Préface
C’est toujours un plaisir de voir une thèse de doctorat que l’on a dirigée sortir de la discrétion relative des bibliothèques universitaires pour être publiée, et ainsi exposée à la curiosité d’un public susceptible de s’y intéresser. C’est bien le cas aujourd’hui avec la publication d’un livre tiré de la thèse d’histoire soutenue le 17 juin 2014 à l’Université de Toulouse-Le Mirail par Katia Khémache, professeur d’histoire dans un collège de Libourne, sur « la relation entre les pouvoirs publics français et la population harkie lot-et-garonnaise de 1962 à nos jours », thèse qui avait obtenu à juste titre la mention très honorable. En effet, l’auteure de cette thèse a manifesté, tout au long de ses études d’histoire à Bordeaux, la volonté de comprendre la guerre d’Algérie et ses conséquences douloureuses pour la population d’origine algérienne engagée du côté français, et que l’on connaît aujourd’hui sous le nom de « harkis », et c’était la raison pour laquelle j’avais accepté ensuite de diriger ses recherches. Le jury avait apprécié les grandes qualités de son travail, en souhaitant qu’il donne lieu à plusieurs publications distinctes.
Ce vœu a commencé d’être réalisé par la publication de ce livre, qui intéressera plus particulièrement deux types de publics : un public lot-et-garonnais, motivé par toutes les particularités de l’histoire locale, et un public beaucoup plus large qui se sent concerné par tous les aspects de la décolonisation de l’Algérie et de ses conséquences.
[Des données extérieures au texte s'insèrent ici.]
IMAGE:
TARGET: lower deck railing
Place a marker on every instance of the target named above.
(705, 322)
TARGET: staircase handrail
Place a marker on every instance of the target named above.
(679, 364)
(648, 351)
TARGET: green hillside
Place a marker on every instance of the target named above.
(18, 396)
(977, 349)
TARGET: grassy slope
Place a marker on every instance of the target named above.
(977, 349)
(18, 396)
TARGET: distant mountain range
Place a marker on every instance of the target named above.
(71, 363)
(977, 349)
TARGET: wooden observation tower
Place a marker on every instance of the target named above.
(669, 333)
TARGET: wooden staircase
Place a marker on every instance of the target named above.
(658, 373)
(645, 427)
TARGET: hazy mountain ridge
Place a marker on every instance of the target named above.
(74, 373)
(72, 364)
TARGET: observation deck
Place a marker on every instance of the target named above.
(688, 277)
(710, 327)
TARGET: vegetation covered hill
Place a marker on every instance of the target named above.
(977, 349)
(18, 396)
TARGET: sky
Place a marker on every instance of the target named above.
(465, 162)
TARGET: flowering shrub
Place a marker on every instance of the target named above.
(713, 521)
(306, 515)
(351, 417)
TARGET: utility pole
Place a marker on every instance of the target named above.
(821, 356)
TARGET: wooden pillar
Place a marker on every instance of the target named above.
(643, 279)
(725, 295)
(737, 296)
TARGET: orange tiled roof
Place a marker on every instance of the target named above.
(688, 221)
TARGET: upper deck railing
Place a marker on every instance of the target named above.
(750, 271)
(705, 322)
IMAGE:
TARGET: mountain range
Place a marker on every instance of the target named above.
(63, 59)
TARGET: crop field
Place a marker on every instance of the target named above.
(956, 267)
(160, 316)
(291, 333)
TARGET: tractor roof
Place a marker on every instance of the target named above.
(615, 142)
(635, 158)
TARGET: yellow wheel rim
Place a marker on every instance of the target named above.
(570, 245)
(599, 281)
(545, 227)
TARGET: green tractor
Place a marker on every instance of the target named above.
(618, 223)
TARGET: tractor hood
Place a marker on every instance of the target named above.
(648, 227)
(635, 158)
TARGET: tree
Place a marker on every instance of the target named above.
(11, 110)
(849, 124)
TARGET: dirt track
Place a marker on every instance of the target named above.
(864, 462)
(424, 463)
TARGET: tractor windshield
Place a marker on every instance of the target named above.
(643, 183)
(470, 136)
En effet, ce département a connu, dans le cadre de la décolonisation française, deux expériences d’accueil de réfugiés dans des camps situés près de Villeneuve-sur-Lot, celui de Sainte-Livrade pour les réfugiés d’Indochine à partir de 1956, et celui de Bias pour ceux d’Algérie à partir de 1963. Dans ce dernier camp, l’hébergement de « réfugiés choisis parmi les plus difficilement reclassables (infirmes, veuves accompagnées d’enfants en bas âge, vieux, etc...) » se transforma peu à peu en une sorte de fatalité, qui donna à la majorité composée d’enfants et de jeunes gens l’impression de vivre dans un « camp de concentration » d’où ils ne pourraient sortir qu’en se révoltant. C’est ce qui arriva en 1975, au moment où le voyage officiel en Algérie du président Valéry Giscard d’Estaing donna momentanément l’impression d’une réconciliation franco-algérienne dont les anciens « harkis » et leurs enfants risquaient de faire les frais. Depuis lors, tous les gouvernements ont essayé de résoudre la « question harkie », mais sans réussir à éviter de nouvelles poussées de fièvre récurrente. Le livre de Katia Khémache permettra à ses lecteurs de mieux comprendre ces événements que beaucoup ont encore plus ou moins gardé en mémoire.
Le sujet de ce livre a donc la particularité de combiner un intérêt régional et un intérêt national. Et c’est pourquoi il faut remercier, en plus de son auteure, les éditions Cairn pour avoir accepté de le publier.
Guy Pervillé, professeur émérite d’histoire contemporaine à l’Université de Toulouse-Le Mirail (Jean Jaurès).